Time-Varying Disturbance Observer Based Improved Sliding Mode Single-Loop Control of PMSM Drives With a Hybrid Reaching Law

• Published in: IEEE transactions on energy conversion Vol. 38; no. 4; pp. 2539 - 2549
• Main Authors: Zhang, Zhixin, Liu, Xudong, Yu, Jinpeng, Yu, Haisheng
• Format: Journal Article
• Language: English
• Published: New York IEEE 01.12.2023; The Institute of Electrical and Electronics Engineers, Inc. (IEEE)
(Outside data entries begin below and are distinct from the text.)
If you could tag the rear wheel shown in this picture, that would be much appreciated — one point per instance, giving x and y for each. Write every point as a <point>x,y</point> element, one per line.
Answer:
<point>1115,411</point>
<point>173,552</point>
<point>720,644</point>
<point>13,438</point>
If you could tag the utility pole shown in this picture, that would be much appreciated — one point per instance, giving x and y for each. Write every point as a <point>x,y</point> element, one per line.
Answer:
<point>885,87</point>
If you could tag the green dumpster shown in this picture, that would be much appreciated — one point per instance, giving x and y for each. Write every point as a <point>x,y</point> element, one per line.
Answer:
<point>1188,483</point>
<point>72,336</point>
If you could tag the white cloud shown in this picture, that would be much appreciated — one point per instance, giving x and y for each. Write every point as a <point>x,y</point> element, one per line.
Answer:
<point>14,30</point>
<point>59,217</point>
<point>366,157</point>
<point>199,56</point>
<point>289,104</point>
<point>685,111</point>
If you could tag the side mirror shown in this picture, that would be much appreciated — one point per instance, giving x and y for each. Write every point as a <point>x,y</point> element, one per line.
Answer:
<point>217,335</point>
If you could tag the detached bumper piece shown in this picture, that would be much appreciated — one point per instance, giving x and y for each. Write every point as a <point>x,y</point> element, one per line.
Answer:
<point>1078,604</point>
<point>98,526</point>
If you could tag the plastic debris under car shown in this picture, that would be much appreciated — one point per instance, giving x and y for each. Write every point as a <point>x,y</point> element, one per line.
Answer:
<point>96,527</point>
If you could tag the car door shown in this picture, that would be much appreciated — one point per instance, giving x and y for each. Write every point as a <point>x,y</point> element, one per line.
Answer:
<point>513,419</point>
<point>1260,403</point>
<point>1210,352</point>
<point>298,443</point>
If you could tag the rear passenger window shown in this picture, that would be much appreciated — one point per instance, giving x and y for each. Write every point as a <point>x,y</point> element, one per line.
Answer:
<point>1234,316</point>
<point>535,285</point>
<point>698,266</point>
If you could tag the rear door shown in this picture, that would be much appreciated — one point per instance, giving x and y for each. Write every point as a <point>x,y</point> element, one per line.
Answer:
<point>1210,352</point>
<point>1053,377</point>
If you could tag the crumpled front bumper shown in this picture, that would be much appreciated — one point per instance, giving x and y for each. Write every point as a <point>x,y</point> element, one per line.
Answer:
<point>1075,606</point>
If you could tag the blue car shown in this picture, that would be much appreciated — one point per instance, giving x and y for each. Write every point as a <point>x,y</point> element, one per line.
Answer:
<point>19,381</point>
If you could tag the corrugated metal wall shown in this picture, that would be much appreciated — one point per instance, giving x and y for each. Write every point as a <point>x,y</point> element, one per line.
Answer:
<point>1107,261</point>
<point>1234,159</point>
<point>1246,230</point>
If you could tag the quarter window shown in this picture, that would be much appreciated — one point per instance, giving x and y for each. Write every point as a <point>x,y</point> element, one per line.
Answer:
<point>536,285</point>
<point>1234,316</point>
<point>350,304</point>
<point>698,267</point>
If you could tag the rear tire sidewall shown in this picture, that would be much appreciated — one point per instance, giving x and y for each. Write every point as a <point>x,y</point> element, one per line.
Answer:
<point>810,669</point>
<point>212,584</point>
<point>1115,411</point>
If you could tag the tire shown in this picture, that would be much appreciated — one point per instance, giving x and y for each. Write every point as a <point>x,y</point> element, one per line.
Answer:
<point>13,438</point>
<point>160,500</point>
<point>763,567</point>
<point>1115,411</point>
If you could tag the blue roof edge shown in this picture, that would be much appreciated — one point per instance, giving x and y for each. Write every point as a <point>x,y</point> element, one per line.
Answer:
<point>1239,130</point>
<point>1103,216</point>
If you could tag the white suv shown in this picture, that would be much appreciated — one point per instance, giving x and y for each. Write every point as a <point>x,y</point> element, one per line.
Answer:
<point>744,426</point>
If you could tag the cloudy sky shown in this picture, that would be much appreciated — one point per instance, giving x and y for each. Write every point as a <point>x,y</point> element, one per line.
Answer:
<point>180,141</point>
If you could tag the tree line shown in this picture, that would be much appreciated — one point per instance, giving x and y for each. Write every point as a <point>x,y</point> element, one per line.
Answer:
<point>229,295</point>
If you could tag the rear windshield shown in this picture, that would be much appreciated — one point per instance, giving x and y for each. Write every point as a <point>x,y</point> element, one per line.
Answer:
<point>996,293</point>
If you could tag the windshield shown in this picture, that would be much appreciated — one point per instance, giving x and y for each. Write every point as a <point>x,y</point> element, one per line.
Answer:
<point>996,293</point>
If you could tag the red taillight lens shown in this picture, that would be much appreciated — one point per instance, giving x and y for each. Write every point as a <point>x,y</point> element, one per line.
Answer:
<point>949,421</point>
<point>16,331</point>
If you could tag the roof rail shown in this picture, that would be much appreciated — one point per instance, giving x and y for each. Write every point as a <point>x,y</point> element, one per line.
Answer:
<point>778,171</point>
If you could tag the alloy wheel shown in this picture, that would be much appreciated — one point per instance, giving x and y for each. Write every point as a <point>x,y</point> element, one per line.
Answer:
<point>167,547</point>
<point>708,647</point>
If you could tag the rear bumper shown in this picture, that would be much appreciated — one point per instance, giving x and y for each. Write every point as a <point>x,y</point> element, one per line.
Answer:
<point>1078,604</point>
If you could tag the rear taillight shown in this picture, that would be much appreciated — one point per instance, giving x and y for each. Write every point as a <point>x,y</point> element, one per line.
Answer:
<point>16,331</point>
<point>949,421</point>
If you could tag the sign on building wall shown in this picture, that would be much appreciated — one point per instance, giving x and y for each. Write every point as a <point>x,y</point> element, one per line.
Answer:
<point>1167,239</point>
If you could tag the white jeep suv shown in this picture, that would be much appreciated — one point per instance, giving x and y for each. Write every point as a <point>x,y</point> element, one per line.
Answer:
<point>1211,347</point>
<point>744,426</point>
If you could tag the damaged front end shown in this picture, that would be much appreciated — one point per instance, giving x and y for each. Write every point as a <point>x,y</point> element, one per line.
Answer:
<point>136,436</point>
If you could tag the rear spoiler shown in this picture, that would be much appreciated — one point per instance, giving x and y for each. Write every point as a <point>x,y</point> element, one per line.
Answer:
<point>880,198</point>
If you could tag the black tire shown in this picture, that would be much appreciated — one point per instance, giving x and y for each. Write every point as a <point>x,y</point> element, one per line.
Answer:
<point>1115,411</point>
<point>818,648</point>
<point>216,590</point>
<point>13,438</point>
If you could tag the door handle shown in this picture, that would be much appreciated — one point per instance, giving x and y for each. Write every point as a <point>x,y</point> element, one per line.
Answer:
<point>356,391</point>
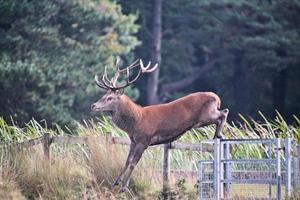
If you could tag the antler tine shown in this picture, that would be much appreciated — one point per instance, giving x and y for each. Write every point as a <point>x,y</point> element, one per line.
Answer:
<point>101,85</point>
<point>112,84</point>
<point>146,69</point>
<point>106,81</point>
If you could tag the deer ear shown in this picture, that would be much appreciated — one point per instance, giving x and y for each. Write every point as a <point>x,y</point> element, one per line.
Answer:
<point>120,91</point>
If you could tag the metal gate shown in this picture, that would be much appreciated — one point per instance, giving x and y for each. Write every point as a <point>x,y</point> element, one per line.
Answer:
<point>265,175</point>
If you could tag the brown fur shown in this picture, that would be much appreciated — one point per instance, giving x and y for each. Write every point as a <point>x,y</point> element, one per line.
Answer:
<point>162,123</point>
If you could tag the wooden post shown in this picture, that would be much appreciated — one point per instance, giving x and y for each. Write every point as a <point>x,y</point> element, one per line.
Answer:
<point>166,169</point>
<point>46,145</point>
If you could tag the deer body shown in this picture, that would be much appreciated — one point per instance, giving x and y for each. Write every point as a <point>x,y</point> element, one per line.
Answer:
<point>156,124</point>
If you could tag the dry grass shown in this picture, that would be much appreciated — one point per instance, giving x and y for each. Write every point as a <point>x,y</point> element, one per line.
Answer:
<point>28,175</point>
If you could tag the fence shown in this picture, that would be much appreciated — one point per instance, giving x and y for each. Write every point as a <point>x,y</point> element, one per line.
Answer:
<point>275,171</point>
<point>216,177</point>
<point>46,140</point>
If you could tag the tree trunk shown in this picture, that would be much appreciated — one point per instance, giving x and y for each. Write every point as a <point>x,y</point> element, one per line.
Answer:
<point>153,78</point>
<point>279,92</point>
<point>241,85</point>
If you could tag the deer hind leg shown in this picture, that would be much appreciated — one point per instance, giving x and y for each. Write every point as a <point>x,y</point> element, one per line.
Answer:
<point>138,151</point>
<point>129,158</point>
<point>220,122</point>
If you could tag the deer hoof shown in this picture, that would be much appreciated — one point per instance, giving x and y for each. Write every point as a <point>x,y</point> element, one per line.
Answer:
<point>122,189</point>
<point>115,183</point>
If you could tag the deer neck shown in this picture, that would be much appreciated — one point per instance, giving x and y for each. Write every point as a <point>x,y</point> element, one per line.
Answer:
<point>126,114</point>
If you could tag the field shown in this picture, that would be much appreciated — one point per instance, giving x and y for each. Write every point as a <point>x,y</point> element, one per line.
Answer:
<point>87,171</point>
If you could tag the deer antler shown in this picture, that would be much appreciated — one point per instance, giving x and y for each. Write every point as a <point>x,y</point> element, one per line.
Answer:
<point>107,84</point>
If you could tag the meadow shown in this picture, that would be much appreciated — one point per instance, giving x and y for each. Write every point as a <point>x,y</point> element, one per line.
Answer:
<point>87,171</point>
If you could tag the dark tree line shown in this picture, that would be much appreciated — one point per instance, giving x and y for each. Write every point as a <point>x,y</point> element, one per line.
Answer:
<point>248,52</point>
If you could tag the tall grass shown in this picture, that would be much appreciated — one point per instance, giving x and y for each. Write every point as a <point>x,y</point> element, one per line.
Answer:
<point>87,171</point>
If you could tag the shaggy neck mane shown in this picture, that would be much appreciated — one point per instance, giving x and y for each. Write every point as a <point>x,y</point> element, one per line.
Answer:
<point>127,114</point>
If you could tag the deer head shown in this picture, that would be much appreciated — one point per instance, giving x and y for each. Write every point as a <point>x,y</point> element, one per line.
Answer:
<point>113,97</point>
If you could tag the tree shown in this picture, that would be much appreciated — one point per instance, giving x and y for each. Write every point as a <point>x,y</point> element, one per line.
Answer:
<point>50,51</point>
<point>238,49</point>
<point>153,79</point>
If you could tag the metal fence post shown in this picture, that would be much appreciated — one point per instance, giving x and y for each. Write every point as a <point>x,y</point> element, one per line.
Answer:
<point>270,169</point>
<point>296,166</point>
<point>227,171</point>
<point>287,151</point>
<point>46,145</point>
<point>217,169</point>
<point>278,169</point>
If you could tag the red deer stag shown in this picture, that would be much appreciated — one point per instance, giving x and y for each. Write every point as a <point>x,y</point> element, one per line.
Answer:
<point>156,124</point>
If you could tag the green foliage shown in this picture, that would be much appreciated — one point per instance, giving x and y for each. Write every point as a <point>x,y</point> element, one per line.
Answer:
<point>50,51</point>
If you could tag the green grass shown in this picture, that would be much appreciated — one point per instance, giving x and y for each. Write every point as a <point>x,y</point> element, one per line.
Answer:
<point>86,171</point>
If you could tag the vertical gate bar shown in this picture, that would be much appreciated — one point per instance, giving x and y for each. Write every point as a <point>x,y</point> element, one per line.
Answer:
<point>166,169</point>
<point>296,167</point>
<point>200,180</point>
<point>217,169</point>
<point>221,170</point>
<point>227,171</point>
<point>278,169</point>
<point>270,169</point>
<point>287,151</point>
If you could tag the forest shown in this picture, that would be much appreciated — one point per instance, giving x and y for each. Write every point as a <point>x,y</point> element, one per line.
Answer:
<point>248,52</point>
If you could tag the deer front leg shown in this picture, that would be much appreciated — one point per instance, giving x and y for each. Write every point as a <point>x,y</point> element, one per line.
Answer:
<point>129,158</point>
<point>221,122</point>
<point>138,151</point>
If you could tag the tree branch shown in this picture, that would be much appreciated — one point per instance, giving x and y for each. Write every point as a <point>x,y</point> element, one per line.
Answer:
<point>183,83</point>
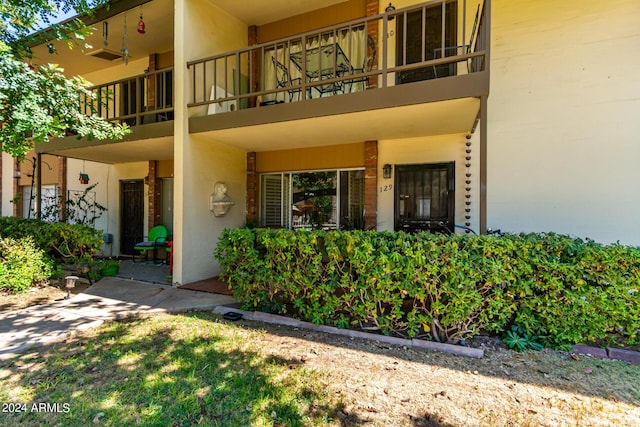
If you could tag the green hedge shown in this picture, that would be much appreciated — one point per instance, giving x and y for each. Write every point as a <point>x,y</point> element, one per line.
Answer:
<point>68,243</point>
<point>562,289</point>
<point>22,264</point>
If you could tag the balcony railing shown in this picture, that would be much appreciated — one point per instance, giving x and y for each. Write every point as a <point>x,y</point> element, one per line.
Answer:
<point>142,99</point>
<point>432,40</point>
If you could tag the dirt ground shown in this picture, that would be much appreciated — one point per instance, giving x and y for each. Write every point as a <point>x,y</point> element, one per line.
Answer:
<point>385,385</point>
<point>39,295</point>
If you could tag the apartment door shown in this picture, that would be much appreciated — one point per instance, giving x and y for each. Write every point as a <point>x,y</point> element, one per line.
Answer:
<point>425,32</point>
<point>425,197</point>
<point>131,215</point>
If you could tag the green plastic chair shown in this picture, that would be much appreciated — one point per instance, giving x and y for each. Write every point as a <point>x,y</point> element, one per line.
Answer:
<point>158,238</point>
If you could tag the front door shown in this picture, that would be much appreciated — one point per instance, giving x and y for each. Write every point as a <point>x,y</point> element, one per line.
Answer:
<point>131,215</point>
<point>425,197</point>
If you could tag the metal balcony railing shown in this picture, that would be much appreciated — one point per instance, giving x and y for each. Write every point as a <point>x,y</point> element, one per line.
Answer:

• Subjects: Controllers; Convergence; Disturbance observers; Hybrid reaching law (HRL); Permanent magnet motors; Permanent magnet synchronous motor (PMSM); Permanent magnets; Robust control; Single-loop control; Sliding mode control; Sliding mode control (SMC); Speed control; Stability analysis; Synchronous motors; Time-varying nonlinear disturbance observer (TVNDO); Trajectory; Transient performance; Transient response; Velocity control
• ISSN: 0885-8969; 1558-0059
• DOI: 10.1109/TEC.2023.3277628

To simplify the control structure, improve transient performance and disturbance rejection ability of the permanent magnet synchronous motor (PMSM), a hybrid reaching law (HRL) based sliding mode control (SMC) and a time-varying nonlinear disturbance observer is proposed for the speed-current single-loop control. Firstly, a HRL including variable terminal term and variable exponential term based sliding mode control is proposed. The chattering is analyzed, and the results indicate that the convergence time is effectively accelerated and the chattering is reduced. Then, a non-singular terminal sliding mode speed controller with single-loop structure is designed. The present scheme has better transient response and higher tracking performance. Furthermore, to strength the anti-disturbance ability and eliminate the estimated peak at the initial time, a time-varying nonlinear disturbance observer (TVNDO) is proposed to estimate both matched and mismatched disturbances, respectively, and they are carried out to provide disturbances compensation for the proposed controller. Subsequently, the convergence time is calculated, and the stability of the control system is analyzed and proved by the Lyapunov theory. Comparative experiments indicate that HRL+TVNDO has better speed control performance, such as smaller overshoot, faster transient response, higher control accuracy and stronger robustness under different operating conditions.